Awk to remove carriage return from 65th field

pinnacle · March 21, 2012, 2:10pm

Hi,

I have a pipe delimited file. There are around 700 columns in the file.

The 65th column has carriage return which is causing read issue with our ETL process. I would like to replace the new line characters in 65th field with "nothing"

i have return the following code and need help to fix it.

 
nawk -F"|" 'NF=65 && NF like \n {gsub(NF,\n,"") } file

Please help me fix this.

Corona688 · March 21, 2012, 2:18pm

\n is a newline, not a carriage return. Which do you mean?

If you mean an extra newline is breaking the line early, awk doesn't know the difference between the 'right' newlines and the 'wrong' ones, they're all just bytes; and it won't be able to delete a newline it hasn't read yet.

But you can count the number of fields to see if it broke early and save the partial record for next time.

awk -F"|" 'NF==65 { T=$0; next}; T { print T $0; T=""; next} 1

pinnacle · March 21, 2012, 4:23pm

When i do octal dump on the line of concern, it looks like the following. It has \r and \n. This is happening at field 65. The only thing i like to do is if the new line character is found in 65th field i want to join this line with the next line.

Help is really appreciated.

---------- Post updated at 03:23 PM ---------- Previous update was at 03:21 PM ----------

In the 65th field we are expecting data like

"ABC DEF"

but what we are receiving is

"ABC
DEF"

we like to convert to "ABC DEF" using awk

Appreciate help.

Corona688 · March 21, 2012, 4:41pm

Did my code do anything?

I'd make a slight change knowing there's actual CR's in there:

Whenever it sees a line ending in \r, it'll change \r to space, save that line, fetch the next, and print both together. Otherwise it will print lines unmodified.

awk -F"|" '/\r/ { sub(/\r/, " "); T=$0; getline; print T $0; next } 1'

pinnacle · March 21, 2012, 6:42pm

corona688:

Did my code do anything?

I'd make a slight change knowing there's actual CR's in there:

Whenever it sees a line ending in \r, it'll change \r to space, save that line, fetch the next, and print both together. Otherwise it will print lines unmodified.
awk -F"|" '/\r/ { sub(/\r/, " "); T=$0; getline; print T $0; next } 1'

Thanks Corona this works but needs few changes.

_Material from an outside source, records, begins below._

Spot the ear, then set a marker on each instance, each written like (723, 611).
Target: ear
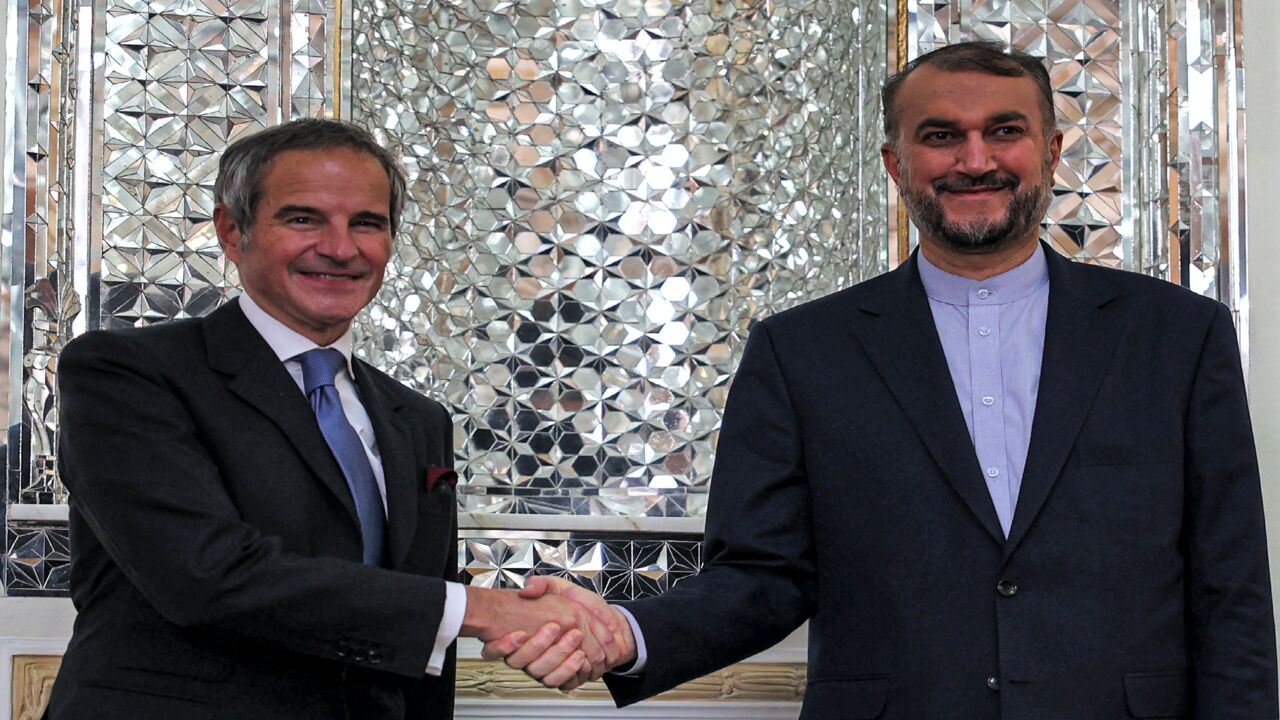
(891, 163)
(228, 232)
(1055, 149)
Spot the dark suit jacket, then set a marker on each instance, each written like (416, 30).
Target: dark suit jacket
(1134, 579)
(216, 556)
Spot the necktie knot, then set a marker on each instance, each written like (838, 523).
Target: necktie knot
(319, 367)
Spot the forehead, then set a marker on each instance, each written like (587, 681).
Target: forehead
(330, 171)
(964, 98)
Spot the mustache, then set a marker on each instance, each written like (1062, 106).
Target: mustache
(992, 180)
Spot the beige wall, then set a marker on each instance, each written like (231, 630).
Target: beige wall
(1262, 155)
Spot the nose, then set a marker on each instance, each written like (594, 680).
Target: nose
(974, 156)
(337, 244)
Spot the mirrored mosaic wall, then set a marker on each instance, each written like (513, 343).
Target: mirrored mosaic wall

These works but need 3 small changes.

The replacement should not happen for all records, should happen only when the carriage return is present in the 65th field.
[/list]

Carriage return needs to be replaced with "" (empty) instead of " " space
And to replace double quotes " in 65th field with empty

Appreciate help

Corona688 · March 22, 2012, 1:41am

Why would carriage returns be wanted in any of the records, unless the entire file is delimited with \r\n ? Whether it is would be good to know.

awk -F"|" 'NF==65 { sub(/\r/, ""); T=$0; getline; print T $0; next} 1'

pinnacle · March 22, 2012, 11:43am

corona688:

Why would carriage returns be wanted in any of the records, unless the entire file is delimited with \r\n ? Whether it is would be good to know.
awk -F"|" 'NF==65 { sub(/\r/, ""); T=$0; getline; print T $0; next} 1'

Thanks Corona !!

There is a possibility that all the files at the end may have carriage return as the file is ftped to us, hence i want to look only in the 65th field.

This works

I modified and tried the below but does not work. I dont know where i am going wrong.

 
awk -F"|" 'NF==65 { sub(/\r/, ""); sub(/"/, " "); T=$0; getline; print T $0; next} 1' 

awk -F"|" 'NF==65 { sub(/\r/, ""); sub(/\"/, " "); T=$0; getline; print T $0; next} 1' 

awk -F"|" 'NF==65 { sub(/\r/, ""); sub(/\"\"/, " "); T=$0; getline; print T $0; next} 1'

Help is appreciated.

Corona688 · March 22, 2012, 11:51am

Try sub(/"" $/, " ", $65);